First look at Apple/Google contact tracing framework:

1) Once a day, your device derives a new key ("daily tracing key").

2) It uses that to derive a new "proximity ID" every time your device's bluetooth address changes (15min), which is broadcast to nearby BT sensors.

1/10
3) Your device keeps track of all "proximity IDs" it sees.

4) If someone tests positive, they choose to publish their (previously secretly) "daily tracing keys."

5) Your device frequently DLs all published daily tracing keys and KDFs to see if they match recorded proximity IDs.
So first obvious caveat is that this is "private" (or at least not worse than BTLE), *until* the moment you test positive.

At that point all of your BTLE mac addrs over the previous period become linkable. Why do they change to begin with? Because tracking is already a problem.
So it takes BTLE privacy a ~step back.

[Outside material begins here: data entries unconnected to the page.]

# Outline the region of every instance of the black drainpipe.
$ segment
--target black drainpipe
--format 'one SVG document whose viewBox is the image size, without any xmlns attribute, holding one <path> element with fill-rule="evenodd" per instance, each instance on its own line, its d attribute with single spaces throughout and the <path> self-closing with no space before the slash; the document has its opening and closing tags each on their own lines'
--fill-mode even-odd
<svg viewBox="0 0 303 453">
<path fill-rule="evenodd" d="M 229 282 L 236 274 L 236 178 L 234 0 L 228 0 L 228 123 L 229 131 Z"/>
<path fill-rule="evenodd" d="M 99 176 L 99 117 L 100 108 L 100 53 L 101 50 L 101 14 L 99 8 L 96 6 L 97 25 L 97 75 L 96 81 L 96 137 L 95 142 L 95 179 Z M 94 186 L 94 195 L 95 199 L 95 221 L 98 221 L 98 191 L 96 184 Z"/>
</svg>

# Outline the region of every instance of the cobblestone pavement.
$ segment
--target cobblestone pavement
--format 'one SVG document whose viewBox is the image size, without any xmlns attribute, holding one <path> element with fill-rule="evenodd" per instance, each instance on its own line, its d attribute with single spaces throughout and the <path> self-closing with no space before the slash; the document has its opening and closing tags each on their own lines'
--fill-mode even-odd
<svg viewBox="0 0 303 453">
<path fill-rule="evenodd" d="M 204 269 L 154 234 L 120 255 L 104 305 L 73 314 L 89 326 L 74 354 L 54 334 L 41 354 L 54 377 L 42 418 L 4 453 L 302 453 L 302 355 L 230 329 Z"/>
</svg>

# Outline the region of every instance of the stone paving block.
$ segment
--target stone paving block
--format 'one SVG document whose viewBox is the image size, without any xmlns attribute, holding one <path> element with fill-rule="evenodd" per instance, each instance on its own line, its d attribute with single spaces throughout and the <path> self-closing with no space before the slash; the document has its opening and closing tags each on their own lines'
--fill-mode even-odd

I don't see why all of the existing beacon tracking tech wouldn't incorporate this into their stacks.

At that point adtech (at minimum) probably knows who you are, where you've been, and that you are covid+.
Second caveat is that it seems likely location data would have to be combined with what the device framework gives you.

Published keys are 16 bytes, one for each day. If moderate numbers of smartphone users are infected in any given week, that's 100s of MBs for all phones to DL.
That seems untenable. So to be usable, published keys would likely need to be delivered in a more 'targeted' way, which probably means... location data.
Third caveat is that it seems likely some kind of PII would have to be combined with what the device framework gives you.

Keys published by a device have to then be in turn "published" to *all* devices in the world. That's a major DoS vector!
If anyone can anonymously blast up keys, they can create a situation where there's GBs of data for all devices in the world to retrieve and compute. There would likely need to be some kind of rate limiting on a combination of stable IDs (phone number, IP, etc) to prevent it.
Not to mention the "prank" aspect of being able to light up everyone you've been near's devices with "you've been exposed to covid" (without them knowing you're the culprit) at any time, without some kind of pretty heavy manual ID/result verification at the moment of reporting.
All that aside, these APIs are novel in terms of what becomes possible from the app layer.

I'm not super optimistic about opt-in contact tracing becoming a major factor, but I do kind of anticipate that someone will end up using this for some other interesting thing.